SAREK can detect germline and somatic variants from whole-genome sequencing (WGS), whole-exome sequencing (WES), and gene panel data. The workflow may be adopted as a production workflow at sequencing units or for individual research groups. The Sarek source code has been made freely available online.
For the analysis of complex cancer genomes and somatic variant analysis the need for maintaining workflows, combining software efficiently, and allowing for reproducibility has long been underestimated.
A combination of tools is often required to detect various types of gene mutations and abnormalities, and research teams have been forced to develop their own novel solutions to solve similar challenges. This has sometimes led to poor adaptability and bulky sets of code that are hard to re-use and adopt by other researchers.
“The main problems have been to make a complex workflow like this truly portable and easy to run. This is very difficult to achieve, and that is exactly the reason why there are so few alternatives out there for researchers to use”, says last author Björn Nystedt (SciLifeLab/UU/NBIS).
In an attempt to address this issue, researchers from the SciLifeLab National Genomics Infrastructure (NGI) and Barntumörbanken at Karolinska Institutet, among them first authors Maxime Garcia and Szilveszter Juhos, have developed a new portable workflow named SAREK. The software can easily be installed on POSIX compatible systems such as Mac OS X and Linux, which are designed to work in environments that handle personal information without internet access.

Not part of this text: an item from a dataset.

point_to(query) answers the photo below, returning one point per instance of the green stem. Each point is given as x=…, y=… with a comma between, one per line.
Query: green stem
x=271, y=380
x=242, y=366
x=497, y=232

“This tool is designed to take the complex task of mapping and variant calling of Human WGS data from cancer or non-cancer samples and make this easy and robust to run for any core unit or research group, and we see international interest emerging already”, says Björn Nystedt.
The workflow has been tested and used within Barntumörbanken, an infrastructure and a national sample as well as deep genetic data collection of pediatric cancers, since the development of Sarek was initiated. Furthermore, a wide-spread use by research groups across Europe is already seen, such as the Institute of Cancer Research (London, UK), the University College London (London UK), the Genome Data Science Lab at IRB (Barcelona, Spain), and in Germany.
Utilizing a range of state-of-the-art software and data resources, SAREK contains a portable workflow that can be used for; “germline and somatic variant detection, annotation and quality control based on WGS, WES or gene panel data”.
“I think this has been a very fruitful collaboration between several SciLifeLab platforms and Swedish research groups to meet new challenges in BigData”, says Björn Nystedt.